Miss Brown then asked
me what I did for mine.
Edward spluttered merrily. "He rises with the nightingale, comes bounding
downstairs some time after tea and wants to know why breakfast isn't ready.
Only last week I heard him exhorting Harriet to call him early next day as
he was going to a dance."
They all looked reproachfully at me because I didn't keep a pet insomnia
too. I spoke up for myself. I admitted I hadn't got one, and what was more
was proud of it. All healthy massive thinkers are heavy sleepers, I
insisted. They must sleep heavily to recuperate the enormous amount of
vitality expended by them in their waking hours. Sleep, I informed my
audience, is Nature's reward to the blameless and energetic liver. If they
could not sleep now they were but paying for past years of idleness and
excess, and they had only themselves to blame. I was going on to tell them
that an easy conscience is the best anodyne, etc., but they snatched up
their candles and went to bed. I went thither myself shortly afterwards.

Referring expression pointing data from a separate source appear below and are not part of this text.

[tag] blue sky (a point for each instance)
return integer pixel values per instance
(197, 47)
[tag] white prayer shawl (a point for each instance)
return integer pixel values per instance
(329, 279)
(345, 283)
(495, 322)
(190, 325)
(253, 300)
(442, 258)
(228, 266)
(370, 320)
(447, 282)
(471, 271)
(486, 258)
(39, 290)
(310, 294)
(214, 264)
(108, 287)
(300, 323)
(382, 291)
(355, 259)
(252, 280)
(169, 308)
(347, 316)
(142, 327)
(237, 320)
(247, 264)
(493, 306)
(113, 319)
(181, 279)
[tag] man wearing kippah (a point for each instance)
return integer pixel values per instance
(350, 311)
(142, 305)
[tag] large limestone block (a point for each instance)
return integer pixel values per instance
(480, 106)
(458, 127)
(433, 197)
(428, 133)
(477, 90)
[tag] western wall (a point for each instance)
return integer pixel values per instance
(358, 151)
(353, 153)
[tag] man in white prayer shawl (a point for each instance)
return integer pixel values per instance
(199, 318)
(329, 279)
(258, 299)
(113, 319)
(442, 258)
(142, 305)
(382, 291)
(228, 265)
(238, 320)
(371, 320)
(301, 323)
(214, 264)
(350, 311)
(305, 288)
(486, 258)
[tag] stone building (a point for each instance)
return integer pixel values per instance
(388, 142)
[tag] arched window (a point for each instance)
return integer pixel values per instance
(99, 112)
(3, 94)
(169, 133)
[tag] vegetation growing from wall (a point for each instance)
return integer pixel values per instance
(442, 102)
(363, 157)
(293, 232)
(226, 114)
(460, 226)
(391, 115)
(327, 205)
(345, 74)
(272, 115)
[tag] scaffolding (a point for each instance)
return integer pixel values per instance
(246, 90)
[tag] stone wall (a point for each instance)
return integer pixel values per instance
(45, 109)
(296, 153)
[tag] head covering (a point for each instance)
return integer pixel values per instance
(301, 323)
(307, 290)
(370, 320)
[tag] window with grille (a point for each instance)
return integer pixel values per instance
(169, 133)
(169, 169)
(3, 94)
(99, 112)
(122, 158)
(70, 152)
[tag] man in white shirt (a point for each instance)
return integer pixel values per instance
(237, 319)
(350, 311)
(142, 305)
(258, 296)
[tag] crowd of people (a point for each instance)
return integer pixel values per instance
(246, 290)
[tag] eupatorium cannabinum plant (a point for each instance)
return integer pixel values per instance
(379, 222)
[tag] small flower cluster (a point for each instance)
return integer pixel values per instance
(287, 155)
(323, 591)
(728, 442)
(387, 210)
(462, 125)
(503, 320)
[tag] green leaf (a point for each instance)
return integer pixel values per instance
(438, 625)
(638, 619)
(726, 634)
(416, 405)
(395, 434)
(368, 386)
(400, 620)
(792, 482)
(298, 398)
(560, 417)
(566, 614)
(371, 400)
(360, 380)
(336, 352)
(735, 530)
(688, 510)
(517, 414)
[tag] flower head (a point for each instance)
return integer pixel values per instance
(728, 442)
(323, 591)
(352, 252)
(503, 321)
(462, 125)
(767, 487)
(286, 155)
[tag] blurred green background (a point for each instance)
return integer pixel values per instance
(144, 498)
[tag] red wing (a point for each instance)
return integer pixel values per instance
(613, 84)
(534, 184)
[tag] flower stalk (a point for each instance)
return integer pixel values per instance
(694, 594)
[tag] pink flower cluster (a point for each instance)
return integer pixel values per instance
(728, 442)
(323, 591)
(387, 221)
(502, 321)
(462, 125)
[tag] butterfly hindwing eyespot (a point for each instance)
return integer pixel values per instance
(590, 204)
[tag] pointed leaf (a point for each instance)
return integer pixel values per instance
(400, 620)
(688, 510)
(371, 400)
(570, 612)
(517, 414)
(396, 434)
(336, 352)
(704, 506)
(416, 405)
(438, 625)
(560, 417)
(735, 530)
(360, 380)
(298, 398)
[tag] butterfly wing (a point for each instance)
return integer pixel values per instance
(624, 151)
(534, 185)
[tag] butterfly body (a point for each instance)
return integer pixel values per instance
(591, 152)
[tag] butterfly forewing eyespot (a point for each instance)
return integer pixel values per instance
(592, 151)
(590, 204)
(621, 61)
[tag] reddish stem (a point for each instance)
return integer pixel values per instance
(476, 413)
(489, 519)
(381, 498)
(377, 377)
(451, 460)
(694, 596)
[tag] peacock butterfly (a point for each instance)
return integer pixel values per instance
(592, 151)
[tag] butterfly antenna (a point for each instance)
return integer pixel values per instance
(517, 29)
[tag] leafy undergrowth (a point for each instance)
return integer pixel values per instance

I was awakened in the dead of night by a rapping at my door.
"Who's there?" I growled.
"I--Jane Brown," said a hollow voice.
"What's the matter?"
"Hush, there are men in the house."
"If they're burglars tell 'em the silver's in the sideboard."
"It's the police."
I sat up in bed. "The police!--why?--what?"
"Shissh! come quickly and don't make a noise," breathed Miss Brown.